As the young heroine asks in the famous balcony scene from Shakespeare’s Romeo and Juliet – What’s in a name?
A Juliet Balcony has come to be the common name for what is more properly known as a balconette or a false balcony – an external elevated addition to a building without floor space. In that sense, the term ‘Juliet Balcony’ is a little confusing – if Juliet did stand at an open window with an external balustrade to have her conversation with Romeo, it was not really a balcony at all.
On the other hand, the name captures something of the romance and elegance that a Juliet Balcony brings to a structure. There are those who ask – what is the point?

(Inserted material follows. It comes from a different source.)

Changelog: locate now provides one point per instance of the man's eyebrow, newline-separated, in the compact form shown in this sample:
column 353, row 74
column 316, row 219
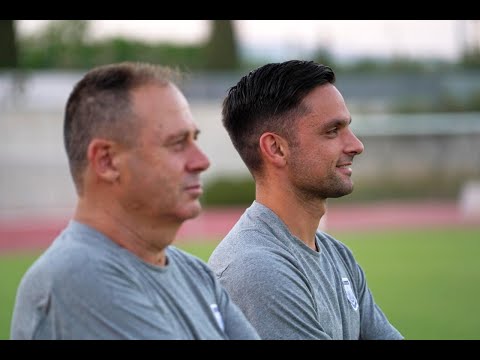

If you cannot walk outside, why bother?
But a Juliet Balcony is a wonderful way to add space to an upstairs room, to bring a little of the outdoor world indoors. Without the complexities of construction and planning presented by adding a full balcony, balconettes provide a cost effective way to make the most of views, and an architectural focus to building exteriors.
Here are some tips for how to make your Juliet Balcony worthy of a Shakespearean romance.
Sliding or Double Folding Doors
A balconette is meant to open up a room, so a door makes more sense than sticking with windows. Sliding glass doors give equally good access to the view whether they are shut against the cold or open to let in the breeze. Double inward folding doors are perfect if you want full access to the outside space.
Frameless Glass Balustrade
Traditionally, many Juliet Balconies have featured ornate wrought iron grill work or similar. While pretty from the outside, however, this type of design can restrict the view from inside. Frameless glass balconettes allow for completely unrestricted lines of sight so you get the most of the view, while providing a contemporary touch to the exterior of the building.
If your walls are thick enough, you can set the doors to a Juliet balcony back in a recess to create a little standing area behind the balustrade.
You may not be able to use a Juliet balcony to physically sit out in the open air to enjoy fine weather and romantic views, but that does not mean you can’t enjoy either in the same way. Having chairs and a table next to your Juliet balcony means you can get the same benefits – and with the doors closed, you can even enjoy the view when the weather is not so great.
Face the Right Way
A good view and some fresh air is all the more enjoyable if it is accompanied by some sunshine – so locate your Juliet balconies where you are going to get the most. North-facing aspects will tend to get little direct sunlight, meaning your balconette will spend most of the time in the shade. South-facing, on the other hand, and you will get the most of the sun morning and evening. A Juliet balcony is also a good way to ventilate and cool south-facing rooms, which will get very warm in summer with long hours of sunlight beating down on them.